Message aux anticolonialistes qui hésitent à participer aux élections législatives
Le "gospel of love" de James Baldwin comme boussole politique.
L’Occident est un navire qui sombre, et ce n’est pas (plus) à nous de le sauver. La violence du monstre s’intensifie toujours avant de céder, d’après la formule gramscienne consacrée. Pourtant, malgré nos réticences, je crois qu’il faut aller voter à ces élections. Contrer l’extrême-droite, et donner de l’impulsion au Nouveau Front Populaire.
Depuis quatre ans maintenant, je m'efforce d'aligner ma praxis politique et mes choix de vie avec mon positionnement décolonial - ce qui s'est traduit par mon départ physique de Paris et ma réinstallation en Martinique où je me suis attachée à "cultiver l'appartenance" pour reprendre la magnifique formule de bell hooks. Cela s'est aussi et surtout exprimé sur le plan intime et symbolique, par un processus profond de désinvestissement vis-à-vis du paradigme de la modernité occidentale et de ses institutions.

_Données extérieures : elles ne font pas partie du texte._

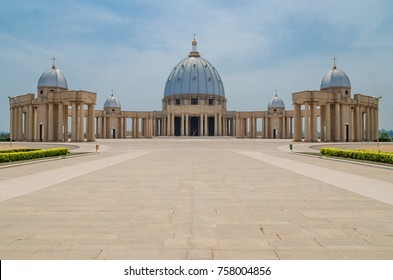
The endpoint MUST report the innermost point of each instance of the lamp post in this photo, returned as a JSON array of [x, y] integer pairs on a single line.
[[10, 100], [378, 98]]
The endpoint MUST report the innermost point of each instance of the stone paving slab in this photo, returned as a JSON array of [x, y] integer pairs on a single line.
[[212, 198]]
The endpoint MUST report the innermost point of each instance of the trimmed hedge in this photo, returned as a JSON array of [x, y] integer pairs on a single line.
[[17, 151], [15, 156], [375, 156]]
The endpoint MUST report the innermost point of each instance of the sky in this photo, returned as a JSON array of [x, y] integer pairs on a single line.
[[257, 46]]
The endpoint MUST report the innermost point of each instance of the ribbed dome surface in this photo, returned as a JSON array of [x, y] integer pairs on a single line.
[[276, 102], [53, 78], [112, 102], [194, 75], [335, 78]]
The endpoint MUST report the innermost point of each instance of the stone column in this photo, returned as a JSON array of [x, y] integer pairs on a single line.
[[90, 130], [307, 135], [206, 126], [337, 123], [297, 122], [219, 125], [81, 123], [201, 126], [368, 124], [328, 123], [133, 135], [125, 127], [313, 119], [372, 123], [137, 128], [215, 124], [104, 125], [30, 123], [187, 132], [284, 126], [358, 123], [121, 132], [50, 122], [173, 124], [74, 123], [60, 122], [182, 125], [168, 124], [65, 118], [376, 123]]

Une part de moi a conscience du fait que la résurgence de l'extrême-droite en France n'est que la manifestation inéluctable d'un atavisme fasciste et colonial qui ne fut jamais vraiment exorcisé après la 2nde Guerre Mondiale (le fameux mythe du "tous résistants" dont parle très bien l'historien Robert Paxton), et qui n'a été jusqu'ici contenu que grâce aux digues fragiles de la prospérité économique. D'une certaine façon, je crois que cette "tombée des masques" s'inscrit dans le sens de l'histoire, aussi douloureux soit-il. Le gén0ci de en cours en a lui aussi joué ce rôle de catalyseur en mettant crûment en lumière l'imposture morale d'un modèle occidental en fin de course, et la nécessité de refonder notre cadre philosophique. Oui, une part de moi ne peut s'empêcher de voir dans l'effondrement annoncé, l'opportunité d'un sursaut chez les post colonisé.es, qui les amènera peut-être enfin à réorienter leurs énergies vers la construction de futurs d'émancipation pour le Sud Global.

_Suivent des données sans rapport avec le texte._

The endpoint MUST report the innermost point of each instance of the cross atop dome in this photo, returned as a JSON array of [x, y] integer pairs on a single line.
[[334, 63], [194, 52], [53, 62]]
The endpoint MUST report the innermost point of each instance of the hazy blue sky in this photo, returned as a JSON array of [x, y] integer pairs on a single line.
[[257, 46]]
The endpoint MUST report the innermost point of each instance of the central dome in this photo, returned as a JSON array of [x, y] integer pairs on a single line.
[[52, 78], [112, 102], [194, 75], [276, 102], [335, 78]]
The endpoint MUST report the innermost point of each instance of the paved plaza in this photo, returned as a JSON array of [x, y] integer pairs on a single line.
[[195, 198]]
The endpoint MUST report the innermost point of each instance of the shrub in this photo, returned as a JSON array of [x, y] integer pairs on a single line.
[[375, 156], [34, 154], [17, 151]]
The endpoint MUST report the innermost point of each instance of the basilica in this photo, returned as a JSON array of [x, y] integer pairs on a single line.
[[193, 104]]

Mais... je sais aussi que cette transition se fera dans une souffrance inouïe pour les plus vulnérables, à commencer par les personnes racisées qui vivent en Europe et qui n'ont pas la possibilité matérielle ou l'envie de la quitter (pour des raisons d'attaches familiales ou affectives). La réalité pratique de nos existences de postcolonisé.es est complexe, tissée de nuances, de contradictions tellement humaines, et d'inévitables compromis.
Je pense aux femmes, aux personnes queer, aux pauvres.
Lorsqu’il est question de danger immédiat pesant sur la vie de millions d’individus, je ne crois pas qu’on puisse se réfugier derrière des formules toutes faites du genre « on ne fait pas d’omelette sans casser des œufs » (et ce, malgré tout l’amour de fangirl que je porte depuis longtemps à la figure de Robespierre, auquel cette phrase est attribuée). Je me refuse à considérer des vies humaines comme de simples victimes collatérales, un sacrifice nécessaire à une cause ultime.
On ne sacrifie pas des gens sur l’autel des idées. Mon étoile du nord politique, plus que tout grand principe ou posture idéologique, est l’amour révolutionnaire. Le gospel of love qu’a toute sa vie prophétisé James Baldwin. C’est un amour radical qui ne se confond pas avec la sensiblerie. Il s’adresse à toute l’humanité ; aux opprimés comme aux oppresseurs.
Je crois qu’il est important de cultiver la non-dualité dans nos combats politiques, et la capacité à tenir ensemble plusieurs vérités en apparence irréconciliables. À chaque instant, tenir le flambeau de notre plus haute vision et composer avec le réel.
La décision d’aller voter contre le Front National ne devrait rien à voir à faire avec le fait de « se sentir français.e » ou non. Outre le fait que la gouvernance d’une puissance coloniale comme la France a un impact global évident, il s’agit pour moi d’un vote humaniste : au même titre que je me soucie du peuple qui souffre en Palestine et au Congo, je me soucie du peuple qui souffre en France, et j’agis là où cela m’est possible. Ne nous laissons pas enfermer dans des considérations de frontières nationalistes – c’est précisément l’un des plus vils produits de ce modèle civilisationnel colonial que nous rejetons.
Quoiqu’il advienne après ces élections, nous ferons face. Avec la conscience tranquille de savoir qu’à chaque étape, nous avons fait usage de tous les moyens disponibles pour protéger le maximum de personnes de la souffrance la plus immédiate.